And they shall take the blood and strike in on the two side posts and on the upper door post of the houses, wherein they shall eat it. And the blood shall be to you for a token upon the houses where ye are and when I see the blood, I will pass over you, and the plague shall not be upon you to destroy you, when I smite the land of Egypt. Exodus 12:7, 13.

Our text focuses on Gods instruction to Israel as He is about to deliver them from Egypt.You know the story of how Israel had been slaves in Egypt for over 400 years. As slaves of the state, they built roads, pyramids, palaces and other works for the Egyptians. They prayed constantly for deliverance. Our text occurs on the eve of their deliverance from Egypt. They are ordered to kill a lamb and to prepare it for eating with bitter herbs. They were also ordered to take the blood of the lamb and use it to paint the exterior door posts of their homes. This strange decoration would be a sign to Gods death angel to spare anyone on the inside of that home from the death of their first born, which was the 10th and final plague against Egypt. As promised, the death angel came. Each home that had the blood applied to the door posts were saved. Those without the blood applied over their doorposts suffered the death of their firstborn, whether they were Israelites or not. Inside the homes of the people who were obedient to God,I can imagine they were filled with joy and hope because it appeared that the terrible midnight of their enslavement was about to end. The joy they shared on the interior or inside their homes was because of the blood that was applied on the exterior or outside of their doors.

As Both the Jews and Christians celebrate Passover and Easter:

For the Jews Passover marks a new beginning for them and it bounds them together as a nation.
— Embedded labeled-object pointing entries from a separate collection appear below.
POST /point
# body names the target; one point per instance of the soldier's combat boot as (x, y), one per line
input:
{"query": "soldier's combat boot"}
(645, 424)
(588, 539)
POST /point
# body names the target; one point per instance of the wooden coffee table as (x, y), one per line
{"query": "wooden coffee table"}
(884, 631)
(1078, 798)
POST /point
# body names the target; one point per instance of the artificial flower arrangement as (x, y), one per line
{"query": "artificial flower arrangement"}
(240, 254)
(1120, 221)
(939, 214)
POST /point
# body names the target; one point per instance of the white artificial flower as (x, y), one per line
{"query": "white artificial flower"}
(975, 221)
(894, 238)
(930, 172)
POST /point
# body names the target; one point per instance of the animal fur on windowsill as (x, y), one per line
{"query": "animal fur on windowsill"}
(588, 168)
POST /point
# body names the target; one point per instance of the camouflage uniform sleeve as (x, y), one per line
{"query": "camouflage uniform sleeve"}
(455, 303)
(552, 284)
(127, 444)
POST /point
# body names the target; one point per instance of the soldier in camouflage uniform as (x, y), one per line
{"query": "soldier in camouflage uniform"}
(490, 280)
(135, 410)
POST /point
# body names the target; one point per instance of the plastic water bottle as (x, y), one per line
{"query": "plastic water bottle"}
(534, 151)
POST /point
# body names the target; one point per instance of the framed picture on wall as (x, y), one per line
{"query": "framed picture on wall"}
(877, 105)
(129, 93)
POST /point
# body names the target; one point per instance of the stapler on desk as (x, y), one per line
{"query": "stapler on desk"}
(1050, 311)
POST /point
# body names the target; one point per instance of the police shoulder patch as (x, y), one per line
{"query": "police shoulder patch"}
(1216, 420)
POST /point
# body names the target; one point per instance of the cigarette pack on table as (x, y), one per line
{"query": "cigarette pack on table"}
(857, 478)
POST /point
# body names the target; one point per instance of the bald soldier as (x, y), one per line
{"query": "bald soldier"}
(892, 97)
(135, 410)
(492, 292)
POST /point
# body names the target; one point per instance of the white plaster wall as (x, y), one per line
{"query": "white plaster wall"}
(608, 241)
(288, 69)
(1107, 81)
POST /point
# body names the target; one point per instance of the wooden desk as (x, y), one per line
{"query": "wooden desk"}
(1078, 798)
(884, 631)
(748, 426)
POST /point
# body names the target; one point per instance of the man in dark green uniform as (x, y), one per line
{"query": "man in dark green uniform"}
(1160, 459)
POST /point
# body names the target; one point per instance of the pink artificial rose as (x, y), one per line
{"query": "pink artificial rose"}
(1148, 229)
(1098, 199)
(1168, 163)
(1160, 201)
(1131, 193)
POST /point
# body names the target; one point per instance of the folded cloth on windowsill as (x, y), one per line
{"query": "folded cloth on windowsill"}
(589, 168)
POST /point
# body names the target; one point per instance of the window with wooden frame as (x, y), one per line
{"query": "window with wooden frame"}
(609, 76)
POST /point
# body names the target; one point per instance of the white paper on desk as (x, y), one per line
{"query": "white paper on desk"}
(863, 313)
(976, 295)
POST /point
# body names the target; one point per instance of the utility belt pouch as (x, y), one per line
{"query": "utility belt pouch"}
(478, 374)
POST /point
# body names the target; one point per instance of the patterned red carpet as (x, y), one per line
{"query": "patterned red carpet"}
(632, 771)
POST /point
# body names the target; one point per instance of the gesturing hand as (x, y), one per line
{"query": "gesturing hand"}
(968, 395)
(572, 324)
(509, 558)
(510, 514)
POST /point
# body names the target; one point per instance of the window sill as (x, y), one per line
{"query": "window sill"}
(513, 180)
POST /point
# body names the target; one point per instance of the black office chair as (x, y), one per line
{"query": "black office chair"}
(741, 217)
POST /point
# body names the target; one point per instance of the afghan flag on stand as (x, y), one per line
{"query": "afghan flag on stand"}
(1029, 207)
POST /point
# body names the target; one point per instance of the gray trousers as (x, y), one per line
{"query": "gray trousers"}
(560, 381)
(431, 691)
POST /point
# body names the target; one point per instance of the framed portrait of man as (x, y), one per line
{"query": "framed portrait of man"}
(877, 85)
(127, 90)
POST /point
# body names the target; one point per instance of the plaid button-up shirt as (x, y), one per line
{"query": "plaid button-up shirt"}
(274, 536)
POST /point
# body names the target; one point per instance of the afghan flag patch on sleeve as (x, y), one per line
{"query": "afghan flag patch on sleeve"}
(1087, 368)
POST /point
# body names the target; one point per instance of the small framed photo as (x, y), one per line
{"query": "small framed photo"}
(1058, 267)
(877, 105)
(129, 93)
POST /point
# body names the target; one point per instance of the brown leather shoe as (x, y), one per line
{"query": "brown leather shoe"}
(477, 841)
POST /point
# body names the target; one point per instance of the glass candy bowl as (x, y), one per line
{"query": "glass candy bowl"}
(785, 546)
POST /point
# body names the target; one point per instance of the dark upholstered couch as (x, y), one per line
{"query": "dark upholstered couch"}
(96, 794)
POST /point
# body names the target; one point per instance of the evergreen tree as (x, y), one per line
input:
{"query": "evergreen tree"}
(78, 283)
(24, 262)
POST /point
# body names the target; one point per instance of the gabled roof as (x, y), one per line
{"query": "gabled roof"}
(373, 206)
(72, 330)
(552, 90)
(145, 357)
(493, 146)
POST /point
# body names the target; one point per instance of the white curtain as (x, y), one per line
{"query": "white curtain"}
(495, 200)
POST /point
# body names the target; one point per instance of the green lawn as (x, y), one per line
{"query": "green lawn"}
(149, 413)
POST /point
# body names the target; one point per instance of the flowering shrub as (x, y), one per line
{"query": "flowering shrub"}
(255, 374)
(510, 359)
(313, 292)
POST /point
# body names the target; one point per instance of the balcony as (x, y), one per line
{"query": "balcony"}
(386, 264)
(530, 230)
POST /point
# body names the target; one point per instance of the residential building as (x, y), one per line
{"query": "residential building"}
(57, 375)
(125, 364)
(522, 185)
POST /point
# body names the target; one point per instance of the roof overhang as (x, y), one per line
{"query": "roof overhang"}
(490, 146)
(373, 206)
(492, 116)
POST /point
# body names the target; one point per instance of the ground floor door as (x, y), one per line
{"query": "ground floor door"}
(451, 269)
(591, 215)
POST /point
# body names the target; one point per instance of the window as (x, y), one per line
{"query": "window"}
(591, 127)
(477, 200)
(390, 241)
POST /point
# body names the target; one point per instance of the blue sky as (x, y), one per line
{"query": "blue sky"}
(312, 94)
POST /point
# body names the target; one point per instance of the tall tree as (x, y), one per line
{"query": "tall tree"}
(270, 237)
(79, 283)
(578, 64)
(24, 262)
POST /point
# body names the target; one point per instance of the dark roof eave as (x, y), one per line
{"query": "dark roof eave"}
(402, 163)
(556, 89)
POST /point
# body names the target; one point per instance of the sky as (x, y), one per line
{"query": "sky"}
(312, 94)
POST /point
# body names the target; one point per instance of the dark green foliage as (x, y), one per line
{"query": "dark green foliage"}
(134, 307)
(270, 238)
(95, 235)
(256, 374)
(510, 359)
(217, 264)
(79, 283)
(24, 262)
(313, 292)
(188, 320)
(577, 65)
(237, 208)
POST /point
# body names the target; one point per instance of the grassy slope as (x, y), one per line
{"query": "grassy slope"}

For it commemorates the children of Israel's deliverance from the hand of Pharoah in Egypt.

In the Bible,Egypt is a type, or symbol, of bondage or sin.

Although the Lord would take the Egyptians through a series of plagues and complications in order for the Israelites to be delivered from Egypt, their deliverance would require the Blood of a Lamb.

How many of you here today know that when the Lord sets you free from bondage, it’s the dawning of a new day and the beginning of a new life?

Whenever you read or hear the words “redeem” or “redemption” in the New Testament, they speak of freedom from slavery.

Whenever you mention words like Deliverance,Bondage,or Redemption to the Jews they immediately think of Passover and Israel’s deliverance from Egypt through the blood of the lamb.

Whenever you mention words like Deliverance,Bondage,or Redemption to the Christian right away we begin to think of the Sacrifice that Jesus made on the cross to set us free from the enemy. He was a Passover Lamb as well.

Now the Jewish nation in the Old Testament had two calendars, a civil calendar that began in our September–October, and a religious calendar that began in our March–April. New Year’s Day in the civil year(“Rosh Hashana”—“beginning of the year”) fell in the seventh month of the religious calendar and ushered in the special events in the month of Tishri: the Feast of Trumpets, the Day of Atonement, and the Feast of Tabernacles. But Passover marked the beginning of the religious year, and at Passover, the focus was on the lamb.

One day while going up to the mountain with his Father to be offered as a sacrifice Isaac asked the question Father? Where is the lamb? (Elaborate on this Story) (Gen. 22:7)

When Issac asked this question he introduced one of the major themes of the Old Testament as God’s people waited for the Messiah. Well even though God provided a Lamb in the thicket. The question was ultimately answered by John the Baptist when he pointed to Jesus and said, “Behold! The Lamb of God who takes away the sin of the world” (John1:29).

The Passover lamb is a picture or type of Jesus Christ and it was confirmed in the New Testament by Philip the Evangelist in Acts 8:32–35 when he came across an Ethiopian eunech who was reading in Isaiah 53:verses 7 and 8 that Jesus was oppressed, and he was afflicted, yet he opened not his mouth: he is brought as a lamb to the slaughter, and as a sheep before her shearers is dumb, so he openeth not his mouth.

8 He was taken from prison and from judgment: and who shall declare his generation? for he was cut off out of the land of the living: for the transgression of my people was he stricken.